The reactions to these inputs are monitored and analyzed, as unexpected
behavior indicates programming errors that could be used by attackers.
In this thesis we explore how modified system calls can be used in
fuzzing and measure how they affect the performance of fuzzing a target.
We present an execution environment that isolates the fuzzing process
and allows us to intercept and modify system calls made by a fuzzed
target both for blackbox fuzzing and coverage-guided fuzzing with
available source code.
For our blackbox approach we use Secure Computing's userspace
notifications and for our coverage-guided method we target library
wrapper functions for system call interception.
Our blackbox approach is able to provide a better isolation of the
target, but imposes an overhead on the fuzzing setup decreasing performance.

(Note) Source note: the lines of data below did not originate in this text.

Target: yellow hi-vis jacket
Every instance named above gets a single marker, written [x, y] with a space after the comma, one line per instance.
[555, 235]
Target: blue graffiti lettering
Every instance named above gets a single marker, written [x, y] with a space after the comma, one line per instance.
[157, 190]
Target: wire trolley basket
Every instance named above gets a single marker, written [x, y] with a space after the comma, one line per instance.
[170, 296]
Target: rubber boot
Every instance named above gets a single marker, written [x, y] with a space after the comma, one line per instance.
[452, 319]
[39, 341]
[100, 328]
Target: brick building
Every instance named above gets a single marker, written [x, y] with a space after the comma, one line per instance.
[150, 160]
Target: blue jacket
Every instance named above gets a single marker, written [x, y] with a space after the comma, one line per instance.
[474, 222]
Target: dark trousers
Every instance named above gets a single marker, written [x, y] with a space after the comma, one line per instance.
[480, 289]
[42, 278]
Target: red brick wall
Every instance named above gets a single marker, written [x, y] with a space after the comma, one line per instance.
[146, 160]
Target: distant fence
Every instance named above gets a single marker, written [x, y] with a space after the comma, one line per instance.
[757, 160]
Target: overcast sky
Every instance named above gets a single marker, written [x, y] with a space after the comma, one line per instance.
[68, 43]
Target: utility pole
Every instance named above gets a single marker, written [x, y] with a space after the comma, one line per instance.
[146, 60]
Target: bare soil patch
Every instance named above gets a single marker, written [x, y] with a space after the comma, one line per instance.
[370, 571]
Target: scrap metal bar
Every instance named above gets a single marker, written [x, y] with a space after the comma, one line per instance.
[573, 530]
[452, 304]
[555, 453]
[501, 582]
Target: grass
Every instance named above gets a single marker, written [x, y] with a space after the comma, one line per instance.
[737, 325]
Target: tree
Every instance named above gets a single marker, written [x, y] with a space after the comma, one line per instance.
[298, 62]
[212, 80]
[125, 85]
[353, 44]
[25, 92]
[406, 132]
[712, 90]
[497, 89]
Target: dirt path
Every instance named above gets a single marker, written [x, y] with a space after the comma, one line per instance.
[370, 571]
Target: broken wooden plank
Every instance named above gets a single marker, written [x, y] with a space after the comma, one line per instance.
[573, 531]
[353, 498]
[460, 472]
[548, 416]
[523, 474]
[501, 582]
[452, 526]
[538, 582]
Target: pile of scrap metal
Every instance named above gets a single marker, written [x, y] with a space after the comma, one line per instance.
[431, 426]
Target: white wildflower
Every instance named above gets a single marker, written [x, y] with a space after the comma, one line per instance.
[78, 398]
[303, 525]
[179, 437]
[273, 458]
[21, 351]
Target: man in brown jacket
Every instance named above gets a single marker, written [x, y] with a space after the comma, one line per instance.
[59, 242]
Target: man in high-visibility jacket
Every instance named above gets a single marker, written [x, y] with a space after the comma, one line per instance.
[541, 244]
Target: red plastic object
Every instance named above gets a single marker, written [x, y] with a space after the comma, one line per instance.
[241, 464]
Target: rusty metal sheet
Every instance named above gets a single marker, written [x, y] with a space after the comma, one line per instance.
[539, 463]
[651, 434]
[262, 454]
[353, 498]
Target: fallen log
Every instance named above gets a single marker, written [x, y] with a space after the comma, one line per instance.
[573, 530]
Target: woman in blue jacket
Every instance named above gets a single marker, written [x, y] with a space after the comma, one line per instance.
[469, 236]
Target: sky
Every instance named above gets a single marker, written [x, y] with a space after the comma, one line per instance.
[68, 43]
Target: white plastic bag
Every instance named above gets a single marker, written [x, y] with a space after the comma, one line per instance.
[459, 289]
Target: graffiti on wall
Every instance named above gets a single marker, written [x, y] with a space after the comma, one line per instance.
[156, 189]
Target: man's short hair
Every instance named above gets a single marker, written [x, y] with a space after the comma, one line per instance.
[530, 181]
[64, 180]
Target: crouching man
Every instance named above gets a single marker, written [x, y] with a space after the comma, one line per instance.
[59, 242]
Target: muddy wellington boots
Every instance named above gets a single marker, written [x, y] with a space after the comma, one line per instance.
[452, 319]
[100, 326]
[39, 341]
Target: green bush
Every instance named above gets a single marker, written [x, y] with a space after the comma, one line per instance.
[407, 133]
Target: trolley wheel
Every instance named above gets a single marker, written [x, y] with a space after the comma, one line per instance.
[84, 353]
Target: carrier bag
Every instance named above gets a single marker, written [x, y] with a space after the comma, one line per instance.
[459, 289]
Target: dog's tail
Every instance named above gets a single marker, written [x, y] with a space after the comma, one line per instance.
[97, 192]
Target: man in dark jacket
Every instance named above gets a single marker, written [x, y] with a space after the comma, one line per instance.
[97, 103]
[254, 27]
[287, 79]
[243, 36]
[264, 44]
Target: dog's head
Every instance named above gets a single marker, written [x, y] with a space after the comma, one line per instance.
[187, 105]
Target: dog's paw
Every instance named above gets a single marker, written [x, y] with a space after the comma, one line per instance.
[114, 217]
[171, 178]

On the  contrary, our method for coverage-guided fuzzing manages to
notably increase the number of test cases executed compared to an
unmodified setup, but is only able to improve isolation of the tested
software in a limited form.
A speedup for each run of a target provides a significant benefit for
fuzzing in general, as it reduces the time spent on program executions
by a constant factor.
This leads to more test runs in a shorter time frame, allowing a target
program to be tested more thoroughly in the same time in comparison to
working without modified system calls.
Providing an isolated environment that allows a program to still be
fuzzed without negative impacts, enables more robust fuzzing of
low-level and system critical applications.